Cardholders who have decent credit records will be able to enjoy lower lending rates in the future, as banks are required to offer graded pricing starting from next month, as part of the financial regulator's plan to restructure the debt-ridden credit and cash-card sector.
Meiji Chen (陳明智), head of the card business division at Union Bank of Taiwan (聯邦銀行), told the Taipei Times in a telephone interview yesterday that, "We are in the process of establishing our own credit scoring system ? we should be able to complete the work by the end of June and start providing our cardholders with interest rates that vary on their credit risks."
The procedure offers banks a chance to review their customer structure and quality in order to filter out and closely monitor risky cardholders in the early stages, Chen said.

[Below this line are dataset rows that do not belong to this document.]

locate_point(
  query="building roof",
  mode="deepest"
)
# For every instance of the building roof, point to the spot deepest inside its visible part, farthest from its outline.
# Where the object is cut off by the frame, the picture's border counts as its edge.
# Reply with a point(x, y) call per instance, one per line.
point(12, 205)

Union Bank is the nation's fourth-largest credit card issuer with 2.91 million cards in circulation as of January. The bank's bad-debt ratio jumped to 4.45 percent in January from 2.95 percent a month earlier amid the nation's snowballing credit and cash card crisis, according to figures by the Banking Bureau.
Factors in deciding each individual cardholder's credit score include the duration of his/her cardholding, repayment history and general borrowing or default records with other lenders, Chen said.
Union Bank would divide interest rates into 10 grades likely to range from 3 percent to nearly 20 percent, according to the industry veteran.
The Financial Supervisory Commission said on Thursday that credit and cash-card issuers that already have a credit scoring mechanism in place are required to begin tiered pricing from April 1.
Those who are in the process of setting up the system will need to offer graded interest rates no later than July 1, the commission said.
Card issuers are obligated to disclose tiered rates for consumer reference and cannot refuse inquiries from cardholders about their credit ratings and applicable rates in the future, the financial regulator added.
The differentiated pricing only applies to credit and cash card lending for the moment. Banks can extend the application process to unsecured or secured loans, the commission said.
The financial watchdog's decision was made in light of public concern over the handsome profits earned from credit-card lending rates, some of which were as high as 20 percent, in comparison with the minimal rates of around 2 percent to 3 percent given to savings customers.
Similarly, Shinkong Bank (新光銀行), which dropped into the red over the last two months because of mounting card-related bad debt, is expected to roll out its own graded interest rate charges in May, bank president Lee Tseng-chang (李增昌) said.
The bank spent more than US$500,000 in hiring the US' Boston Consulting Group to help set up their own credit scoring system and early warning function, Lee said.
Shinkong Bank issued 1.4 million cards which incurred cumulative net losses of NT$460 million (US$14.08 million) for the first two months of this year, the bank said last week.
Meanwhile, the semi-official Joint Credit Information Center (聯合徵信中心) will start next month by giving consumers an aggregate personal credit score that ranges from 300 points to 800 points. Higher scores represent better credit.
Consumers can spend NT$100 on obtaining their own credit rating and use the information to negotiate with banks for preferential interest rates when applying for all kinds of loans.